Pediatric dentists who reported their primary practice as being located in a rural area were significantly more likely to be willing to advocate for CWF compared to dentists practicing in inner city areas. Though there is abundant literature on the differences between health care providers practicing in urban and rural areas, very little is known about their perceptions about advocacy or altruistic attitudes based on practice location. In a study of rural-urban differences of practicing physicians, rural primary care physicians worked longer hours, completed more patient visits, and accepted more Medicaid-insured patients compared to their urban counterparts [25]. Ours is the first study to identify the association between dentists’ practice location and their willingness to advocate for CWF programs.
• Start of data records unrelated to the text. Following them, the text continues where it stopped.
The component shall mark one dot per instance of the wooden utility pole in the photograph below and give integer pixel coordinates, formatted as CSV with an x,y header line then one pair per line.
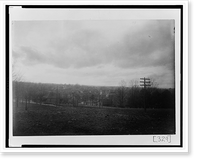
x,y
145,83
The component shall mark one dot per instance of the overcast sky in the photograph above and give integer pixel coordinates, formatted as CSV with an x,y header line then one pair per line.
x,y
94,52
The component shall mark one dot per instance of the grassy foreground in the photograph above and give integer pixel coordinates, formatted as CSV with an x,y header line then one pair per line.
x,y
50,120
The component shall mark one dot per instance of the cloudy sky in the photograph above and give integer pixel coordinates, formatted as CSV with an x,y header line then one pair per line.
x,y
94,52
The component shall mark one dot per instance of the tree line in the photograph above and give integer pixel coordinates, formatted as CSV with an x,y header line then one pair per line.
x,y
129,96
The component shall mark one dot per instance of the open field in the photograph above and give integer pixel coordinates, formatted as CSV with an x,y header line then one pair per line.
x,y
50,120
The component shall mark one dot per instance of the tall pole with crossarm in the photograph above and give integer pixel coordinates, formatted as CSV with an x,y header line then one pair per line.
x,y
145,82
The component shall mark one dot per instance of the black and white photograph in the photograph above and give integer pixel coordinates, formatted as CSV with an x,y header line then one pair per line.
x,y
94,76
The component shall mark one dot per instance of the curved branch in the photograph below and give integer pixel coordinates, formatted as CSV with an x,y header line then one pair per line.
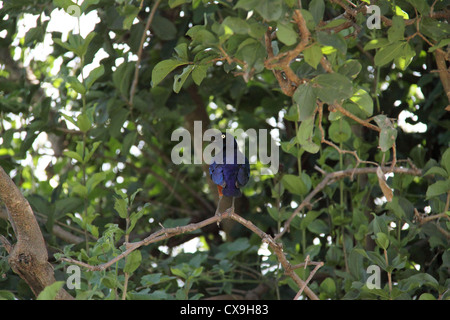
x,y
166,233
28,256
In a previous 2011 study of AAPD members, 90% of the responding members thought that advocacy was an integral role of a pediatric dentist, but only 22% had received any form of advocacy training [26]. This study found that as high as 44% of the respondents had received some form of advocacy training, which is very encouraging. Pediatric dentists who received advocacy training during their pediatric residency program were more willing to advocate for CWF compared to those who did not (OR = 2.4, 95% CI: 1.2–4.5, p < 0.009). Those who received advocacy training during both their pre-doctoral dental education, and their pediatric residency training were the most willing to advocate for CWF (OR = 3.5, 95% CI: 1.9–5.6, p < 0.0001) compared to those who did not receiving any training. This indicates that repetitive exposure to advocacy training promotes further willingness to advocate. Data indicates that training at the pediatric dental residency level is sufficient to promote willingness to advocate for CWF, however, the data also suggests that it is desirable for advocacy training to be integrated into the predoctoral dental curriculum as well.
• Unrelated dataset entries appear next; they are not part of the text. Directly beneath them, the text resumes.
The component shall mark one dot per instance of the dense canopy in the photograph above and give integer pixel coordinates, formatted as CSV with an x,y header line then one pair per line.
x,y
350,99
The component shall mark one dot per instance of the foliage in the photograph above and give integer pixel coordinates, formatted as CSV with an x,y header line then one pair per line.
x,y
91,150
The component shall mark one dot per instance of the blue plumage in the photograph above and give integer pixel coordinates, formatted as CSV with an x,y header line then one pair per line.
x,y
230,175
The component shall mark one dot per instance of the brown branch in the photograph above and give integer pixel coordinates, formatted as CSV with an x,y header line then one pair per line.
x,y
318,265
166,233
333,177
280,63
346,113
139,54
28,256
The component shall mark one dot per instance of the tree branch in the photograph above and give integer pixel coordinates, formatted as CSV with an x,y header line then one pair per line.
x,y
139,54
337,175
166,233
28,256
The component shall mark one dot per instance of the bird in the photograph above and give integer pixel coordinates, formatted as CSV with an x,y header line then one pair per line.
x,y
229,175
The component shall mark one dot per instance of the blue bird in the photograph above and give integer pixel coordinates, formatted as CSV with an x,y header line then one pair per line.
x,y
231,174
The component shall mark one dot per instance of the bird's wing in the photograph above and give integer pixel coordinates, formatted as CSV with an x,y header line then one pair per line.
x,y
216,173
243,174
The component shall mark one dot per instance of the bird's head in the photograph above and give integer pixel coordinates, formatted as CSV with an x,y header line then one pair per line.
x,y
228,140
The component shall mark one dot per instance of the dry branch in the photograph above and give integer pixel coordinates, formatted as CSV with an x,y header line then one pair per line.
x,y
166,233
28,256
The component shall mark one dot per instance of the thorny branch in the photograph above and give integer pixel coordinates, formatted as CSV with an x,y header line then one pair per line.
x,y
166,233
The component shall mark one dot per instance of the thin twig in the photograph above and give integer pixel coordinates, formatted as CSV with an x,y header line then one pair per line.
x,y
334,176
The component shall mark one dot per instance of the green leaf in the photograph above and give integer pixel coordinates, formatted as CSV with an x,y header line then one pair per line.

We acknowledge our study’s limitations. This study is a convenience sample and the response rate was very low, which limits its external validity and generalizability of findings. It would have been ideal to survey a random sample of dental clinicians across the US, however this was not realistic with our limited funds. The low response rate could have been improved had we approached the dentists by postal mail, yet this too was unfeasible due to our limited funds. Study participation was voluntary, and participants may have self-selected to be a part of the study, which may have led to self-selection bias. Therefore the participants in this study do not represent the entire pediatric dentist members of AAPD. A small sample size may be a concern, however the posthoc sample analysis showed that the final sample of 830 was sufficient to run a regression model with 7 predictor variables. Unfortunately, due to the anonymity of the survey we were unable to track who responded and who did not to determine the differences between the two groups.
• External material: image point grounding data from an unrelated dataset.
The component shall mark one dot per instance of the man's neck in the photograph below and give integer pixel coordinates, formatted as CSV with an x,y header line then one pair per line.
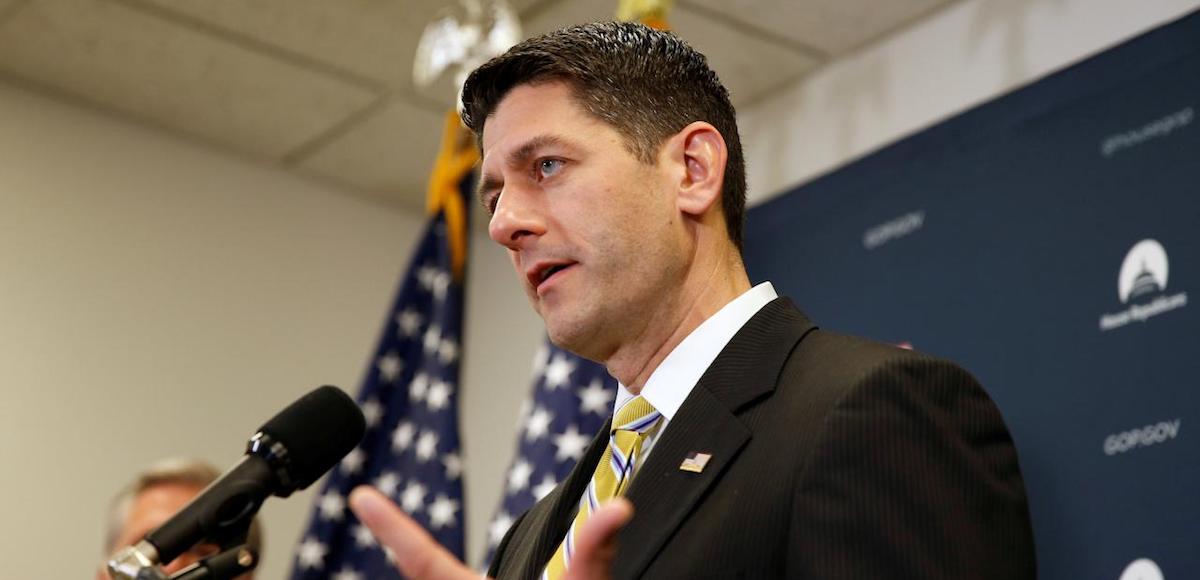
x,y
701,297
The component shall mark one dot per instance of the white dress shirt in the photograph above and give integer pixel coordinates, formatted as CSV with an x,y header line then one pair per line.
x,y
673,380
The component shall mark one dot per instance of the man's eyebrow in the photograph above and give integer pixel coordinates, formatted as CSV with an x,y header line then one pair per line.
x,y
519,156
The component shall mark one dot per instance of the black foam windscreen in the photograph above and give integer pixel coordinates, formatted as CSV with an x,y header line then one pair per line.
x,y
317,430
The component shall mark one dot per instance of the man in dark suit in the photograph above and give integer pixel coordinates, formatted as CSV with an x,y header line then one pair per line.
x,y
750,443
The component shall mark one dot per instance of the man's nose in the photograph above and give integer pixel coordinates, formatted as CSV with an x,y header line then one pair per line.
x,y
516,220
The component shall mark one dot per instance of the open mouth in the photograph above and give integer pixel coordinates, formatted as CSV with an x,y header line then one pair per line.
x,y
550,271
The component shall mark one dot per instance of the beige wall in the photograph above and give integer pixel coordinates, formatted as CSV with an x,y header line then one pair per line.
x,y
159,298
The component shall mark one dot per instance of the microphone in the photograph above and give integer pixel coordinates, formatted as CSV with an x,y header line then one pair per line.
x,y
231,563
288,453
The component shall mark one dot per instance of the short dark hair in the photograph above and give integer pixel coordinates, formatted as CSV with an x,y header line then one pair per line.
x,y
646,83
CWF is a population-based preventive method, which can prevent the initiation and progression of dental caries. Pediatric dentists are respected health practitioners whose opinions about oral health are important to their patients and their communities. If pediatric dentists can promote fluoridated water consumption within their clinical practice, and advocate for CWF at the state and community levels, many people, especially from those in underserved and low SES communities will reap the benefits of CWF.

Conclusion

A majority of the respondents were likely to promote fluoridated water consumption to their patients in clinical practice. In addition, every 3 in 4 responding PDs reported willingness to advocate for CWF programs at community and/or state levels. Dentists accepting at least 1 new Medicaid-enrolled child monthly were more willing to advocate for CWF programs compared to those who did not.